Last Thursday night, Nicholls members of the National Association for the Advancement of Colored People discussed issues relating to being a minority in America during their “Being Black in America” discussion.

Deborah Moorhead, instructor of sociology, initially started the “Being Black in America” discussion. Quickly after, the NAACP took the event and made it their own. 

“Being Black in America” is a question and answer discussion open to anyone. People come to share what it’s like to be a minority in America. Its mission is to help educate the students and faculty on Nicholls campus.

“The event is not put on to bash another race at all,” Delicia Landry, nursing senior from White Castle, said. “It is just an opportunity for each of us to express our feelings and discuss situations or issues. Even solutions we may have for different situations are discussed.” 

The discussion took place in the Bowie room, located in the Student Union, to ensure an intimate environment.

“We tried to make the platform for people to feel comfortable,” Jarealle Cannon, family and consumer science junior from New Orleans, said. “We want them to express how they feel. It’s a very intimate discussion, which is why we keep it in the Bowie Room. It is a smaller room, but it makes the entire atmosphere more intimate and comfortable.” 

Although the topics remain the same, the questions asked are adapted to fit specific situations going on in the world. The questions alternate every year.

“Last year we discussed the Oscars,” Cannon said. “Not many minorities were nominated and that caused an uproar. We also ask our members at the meetings if they have any questions they want discussed.”

This year, the discussion questions focused on recent issues such as interracial relationships, law enforcement and the Black Lives Matter versus All Lives Matter debate.

“We love having different races and people participate,” Cannon said. “Hearing other people discuss what they are going through and answering the questions allows you to hear different sides, opinions, thoughts and concerns. It gives everyone the opportunity to learn about things we might not have realized before.” 

It’s not always just students and faculty in attendance.  Last fall, John DeSantis, author of “The Thibodaux Massacre”, attended the discussion and offered his input. He listened to what the students had to say. 

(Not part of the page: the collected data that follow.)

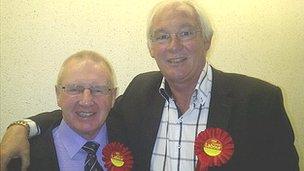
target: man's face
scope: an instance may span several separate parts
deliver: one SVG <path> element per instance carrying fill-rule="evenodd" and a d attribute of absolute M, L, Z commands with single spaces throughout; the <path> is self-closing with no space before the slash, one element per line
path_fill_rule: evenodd
<path fill-rule="evenodd" d="M 197 31 L 182 40 L 172 33 Z M 150 53 L 169 83 L 196 82 L 205 64 L 209 42 L 204 42 L 197 15 L 188 6 L 165 7 L 154 16 L 152 35 L 171 33 L 166 43 L 151 41 Z"/>
<path fill-rule="evenodd" d="M 71 94 L 68 89 L 56 89 L 57 103 L 64 121 L 86 139 L 92 139 L 105 122 L 115 100 L 116 90 L 107 95 L 96 95 L 90 87 L 109 86 L 110 75 L 105 66 L 93 61 L 70 61 L 62 74 L 62 86 L 84 86 L 81 93 Z M 109 87 L 112 88 L 112 87 Z M 74 91 L 74 89 L 71 89 Z"/>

“We strongly encourage our members and the student body to come to Being Black in America,” Cannon said. “Our name, NAACP, sometimes scares people.  Sometimes people might feel that because it’s called ‘Being Black in America’ it’s not for me. That is completely false, it’s not until you come and see who we are and what we represent that you realize everyone is wanted and welcomed.”

NAACP promotes diversity in the events they host and the organization itself. 

“The NAACP organization promotes diversity,” Landry said. “We want all genders, religions, sexualities, and nationalities to join. Our goal is to promote diversity on Nicholls campus. Many people get the misconception that it’s only for African Americans and that’s false. It is for everyone. It doesn’t matter who you are or what you are. If you are about making a change, promoting and encouraging others to see things differently, that’s what we are want.”

Whether you are a member of NAACP, someone who wants to hear differing viewpoints or wants their opinions heard and discussed, Being Black in America is an event NAACP encourages.

“Our goal is to have at least one person,” Landry said. “We would love to have more than just one person, but we want that one person to leave knowing something they did not know before. It is all about educating as many people as possible.”